Background: Cardiovascular events, such as ischemic events and stroke, are still the major cause of death in western societies. Atherosclerosis, also of the carotid artery, is the underlying mechanism. Although the general risk factors are well known and studied, the exact molecular mechanisms of plaque destabilization and rupture remain unclear. Long non-coding RNAs (lncRNAs) have great potential as therapeutic targets, as their expression is highly cell-type and disease specific and they exert key regulatory functions by directly interacting with other RNAs, DNA, as well as proteins.

Materials and Methods: We utilized combined total (bulk) RNA and single cell (sc) RNA to study the transcriptome of advanced carotid artery lesions from patients undergoing carotid endarterectomy in our vascular surgery clinic. In addition to both sequencing tools, we performed hybridization-based RNA in situ sequencing (HybRISS) to indicate where cluster-defining genes (of the single cell and bulk datasets) are located within the plaques. All three methods allowed us to build a 3D (single cell, bulk, spatial) transcriptome map of advanced human plaques.

Results: In this current study, four sequencing datasets were investigated. Dataset 1 contains total RNA data from 13 early vs. 13 late lesions from the same individual patient. Dataset 2 contains total RNA data from 8 unstable vs. 6 stable lesions from individual patients. In both datasets, significantly de-regulated lncRNAs were isolated and integrated into two separate scRNA-seq datasets. Dataset 3 consists of 4 carotid artery plaques, applied to 10x Chromium System by our institute and Dataset 4, consisting of 3 carotid artery plaques, which was kindly provided by collaborators from Columbia University, New York, USA.

Dataset 1 showed 745 lncRNAs with p < 0.05 in late vs. early lesions, whereas 863 significantly de-regulated lncRNAs were found in dataset 2 (unstable vs. stable lesions). From these lncRNAs, 37 and 26 respectively could also be detected in both scRNA-seq datasets. Finally, 16 lncRNAs were cross-referenced between all four datasets. These 16 lncRNAs presented a cell-type specific expression pattern. Interestingly, 11 lncRNAs were significantly enriched in different smooth muscle cell (SMC) clusters.

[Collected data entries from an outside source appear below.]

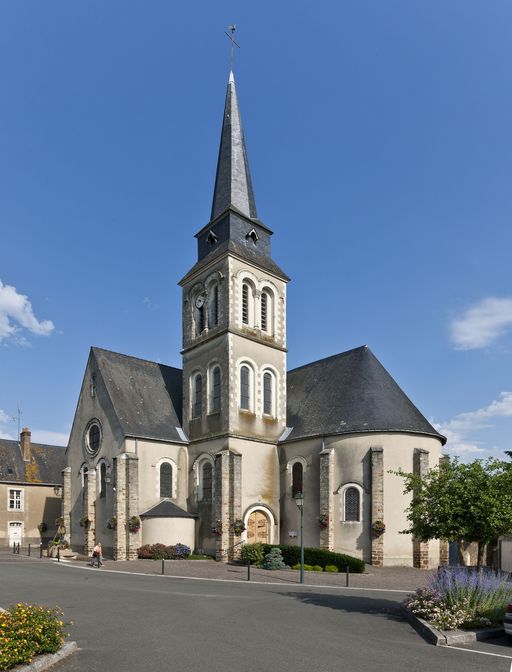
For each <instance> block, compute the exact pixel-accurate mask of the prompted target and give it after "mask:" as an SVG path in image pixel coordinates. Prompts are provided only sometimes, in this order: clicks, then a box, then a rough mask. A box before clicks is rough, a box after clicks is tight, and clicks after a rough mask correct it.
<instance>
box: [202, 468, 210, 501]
mask: <svg viewBox="0 0 512 672" xmlns="http://www.w3.org/2000/svg"><path fill="white" fill-rule="evenodd" d="M212 494H213V467H212V464H211V462H208V461H206V462H204V463H203V465H202V467H201V499H202V500H203V501H206V502H211V501H212Z"/></svg>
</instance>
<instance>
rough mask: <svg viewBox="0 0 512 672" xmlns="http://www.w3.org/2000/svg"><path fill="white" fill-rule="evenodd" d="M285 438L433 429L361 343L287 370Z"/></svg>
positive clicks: (376, 360)
mask: <svg viewBox="0 0 512 672" xmlns="http://www.w3.org/2000/svg"><path fill="white" fill-rule="evenodd" d="M287 380H288V385H287V387H288V400H287V405H288V413H287V426H288V427H292V428H293V429H292V431H291V432H290V433H289V434H288V436H287V437H286V441H293V440H296V439H299V438H305V437H308V436H318V435H323V434H325V435H329V434H330V435H332V434H354V433H359V432H411V433H414V434H424V435H429V436H435V437H437V438H439V439H440V440H441V441H442V443H443V444H444V443H445V442H446V438H445V437H444V436H442V435H441V434H439V432H437V431H436V430H435V429H434V427H432V425H431V424H430V423H429V422H428V420H427V419H426V418H425V417H424V416H423V415H422V414H421V413H420V411H419V410H418V409H417V408H416V406H415V405H414V404H413V403H412V401H411V400H410V399H409V398H408V397H407V395H406V394H405V393H404V392H403V391H402V390H401V389H400V387H399V386H398V385H397V383H396V382H395V381H394V380H393V378H392V377H391V376H390V374H389V373H388V372H387V371H386V369H385V368H384V367H383V366H382V364H381V363H380V362H379V360H378V359H377V358H376V357H375V355H374V354H373V353H372V351H371V350H370V349H369V348H368V347H367V346H366V345H364V346H361V347H359V348H355V349H354V350H348V351H347V352H342V353H341V354H339V355H334V356H332V357H327V358H326V359H321V360H319V361H317V362H312V363H311V364H307V365H305V366H302V367H300V368H298V369H293V370H292V371H289V372H288V376H287Z"/></svg>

Further were all newly identified lncRNAs conserved in pigs and mice, and could therefore be detected in two scRNA-seq datasets of carotids from genetically mutated (LDLR-/-) Yucatan mini-pigs, as well as in the inducible carotid artery plaque rupture model in ApoE-deficient mice. In addition, several of these targets could be observed in abdominal aortic aneurysm sequencing datasets of human, mini-pig and mouse, confirming their overall importance during vascular disease progression.

The cluster-defining genes from the human scRNA-seq data as well as newly identified and well studies SMC markers were then located in human carotid artery tissue sections using the HybRISS method to unravel their distinct location within advanced and destabilized human plaques.

Discussion: Taken together, our datasets, methods and animal-models demonstrate that combining bulk with scRNA-seq data and spatially resolved sequencing methods are powerful tools to identify and characterize novel lncRNAs being expressed by a certain cell-type in the disease process. This approach therefore leads to the identification and validation of novel regulators of human and experimental atherosclerotic plaque destabilization.